Model¶

DepthDif uses a conditional pixel-space diffusion model implemented in src/depth_recon/models/diffusion/PixelDiffusion.py.

Model schema: depthdif_schema

Core stack: - Lightning wrapper: PixelDiffusionConditional - diffusion core: DenoisingDiffusionConditionalProcess - denoiser backbone: UnetConvNextBlock (ConvNeXt-style U-Net)

The model learns to generate y while conditioning on observed channels (x), optional eo, ARGO observation support (x_valid_mask), and GLORYS spatial support (land_mask).

The baseline package in src/depth_recon/models/baselines/ provides non-diffusion comparison models that share the same Lightning predict_step output contract. See Baselines for the IDW and point-wise LSTM implementations, including their input features, no-ARGO behavior, training steps, and inference contract.

Conditioning Setup¶

Three conditioning layouts are selected by the pixel scenario resolver:

Temperature task: [OSTIA analysed_sst, x, x_valid_mask, land_mask] -> y
Salinity task: [SSS sos, x_salinity, x_salinity_valid_mask, land_mask] -> y_salinity
Joint temperature/salinity task: [OSTIA analysed_sst, cat(x, x_salinity), collapsed x_valid_mask, land_mask] -> cat(y, y_salinity) when --scenario joint is selected.

Condition assembly happens in _prepare_condition_for_model: - optionally prepend eo (condition_include_eo=true) - append data channels from x - optionally append ARGO observation-support x_valid_mask channels (condition_use_valid_mask=true) - optionally append GLORYS spatial-support land_mask (condition_use_land_mask=true) - enforce channel count equals model.condition_channels

Architecture Summary¶

UnetConvNextBlock follows a U-Net encoder/decoder with ConvNeXt blocks and linear attention.

With default dim_mults=[1,2,4,8]: - 4 downsampling stages - bottleneck block with attention - 3 upsampling stages with skip connections - final ConvNeXt block + 1x1 output conv to generated_channels

For the ambient EO preset in src/depth_recon/configs/px_space/training_super_config.yaml, the U-Net base width is dim: 64. This keeps the same depth (dim_mults=[1,2,4,8]) while matching the current 50 generated channels + 53 condition channels.

Time conditioning: - sinusoidal timestep embedding -> MLP -> additive bias in ConvNeXt blocks

Coordinate/date conditioning (when enabled): - per-channel FiLM scale/shift in ConvNeXt blocks - details in Data + Coordinate Injection

Training Objective¶

Training step (training_step) calls conditional diffusion p_loss on normalized model-output tensors. By default this is temperature only; joint mode stacks normalized temperature and salinity channels before loss computation. The dataset still returns temperature and salinity as separate keys; stacking is owned by PixelDiffusionConditional.

Behavior: - sample random timestep t - forward diffuse the selected training target to the noisy target branch - predict either: - noise (epsilon parameterization), or - clean sample (x0 parameterization)
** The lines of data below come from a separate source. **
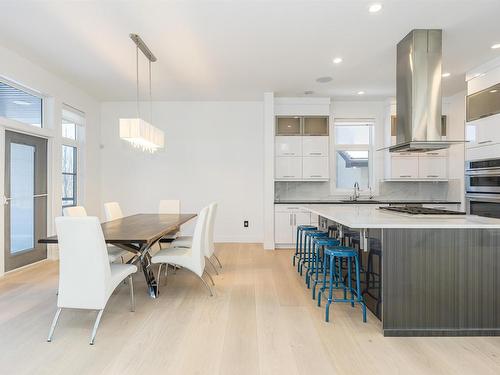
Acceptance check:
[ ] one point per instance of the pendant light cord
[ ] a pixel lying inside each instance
(150, 95)
(137, 80)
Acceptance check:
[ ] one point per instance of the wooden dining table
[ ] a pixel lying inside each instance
(137, 234)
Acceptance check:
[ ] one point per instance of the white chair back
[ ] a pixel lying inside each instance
(170, 206)
(210, 247)
(84, 271)
(198, 244)
(112, 211)
(76, 211)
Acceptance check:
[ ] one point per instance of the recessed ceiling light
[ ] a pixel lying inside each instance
(374, 8)
(324, 79)
(21, 102)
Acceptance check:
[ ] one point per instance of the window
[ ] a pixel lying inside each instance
(353, 154)
(20, 105)
(69, 170)
(72, 126)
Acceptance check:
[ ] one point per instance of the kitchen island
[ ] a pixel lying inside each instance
(437, 276)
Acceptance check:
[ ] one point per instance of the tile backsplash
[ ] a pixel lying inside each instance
(450, 190)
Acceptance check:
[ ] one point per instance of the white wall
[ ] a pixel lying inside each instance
(16, 68)
(214, 152)
(456, 131)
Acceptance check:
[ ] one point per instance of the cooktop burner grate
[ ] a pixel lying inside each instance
(421, 211)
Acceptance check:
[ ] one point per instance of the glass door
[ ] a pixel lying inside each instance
(25, 199)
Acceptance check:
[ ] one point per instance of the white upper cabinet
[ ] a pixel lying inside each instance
(433, 167)
(315, 146)
(288, 146)
(288, 168)
(301, 148)
(315, 167)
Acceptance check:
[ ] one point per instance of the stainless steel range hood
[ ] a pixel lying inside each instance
(418, 93)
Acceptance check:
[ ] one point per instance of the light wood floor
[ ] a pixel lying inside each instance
(262, 321)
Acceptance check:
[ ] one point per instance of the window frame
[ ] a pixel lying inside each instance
(73, 115)
(370, 123)
(43, 108)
Loss options: - unmasked MSE (default behavior when masking disabled) - masked MSE with mode-specific supervision support: - standard mode: over y_valid_mask intersected with GLORYS land_mask on the full y target - ambient mode: over x_valid_mask intersected with y_valid_mask and GLORYS land_mask on the degraded x target - the common on-disk mask is not loaded by train/validation dataloaders; optional output_land_mask is only final prediction cleanup support

Ambient occlusion objective (model.ambient_occlusion.enabled: true): - sample an additional Bernoulli keep-mask over already observed pixels (~A = B * A) - feed the model a further-corrupted condition (x_tilde = x * ~A) and ~A as condition mask - switch the diffusion target from y to the original sparse-observation tensor x - optionally apply ~A to noisy target branch during p_loss (~A * x_t) - compute masked MSE on the originally valid x support intersected with valid y support and GLORYS land_mask (A ∩ Y ∩ land_mask, not ~A) - detailed walkthrough and citation: Ambient Occlusion Objective

Current EO config (src/depth_recon/configs/px_space/training_super_config.yaml) uses: - parameterization: "x0" - mask_loss_with_valid_pixels: true - coastal_loss.enabled: true with radius_px: 5, weight: 3.0, and ramp: linear

Coastal Loss Weighting For Finetuning¶

Hard-area finetuning can additionally emphasize supervised ocean pixels near land through model.coastal_loss.*. The loss still ignores invalid target cells and land cells first; the coastal multiplier is applied only to the remaining supervised ocean support. Far-ocean pixels keep weight 1.0, while ocean pixels close to land ramp up to the configured maximum weight.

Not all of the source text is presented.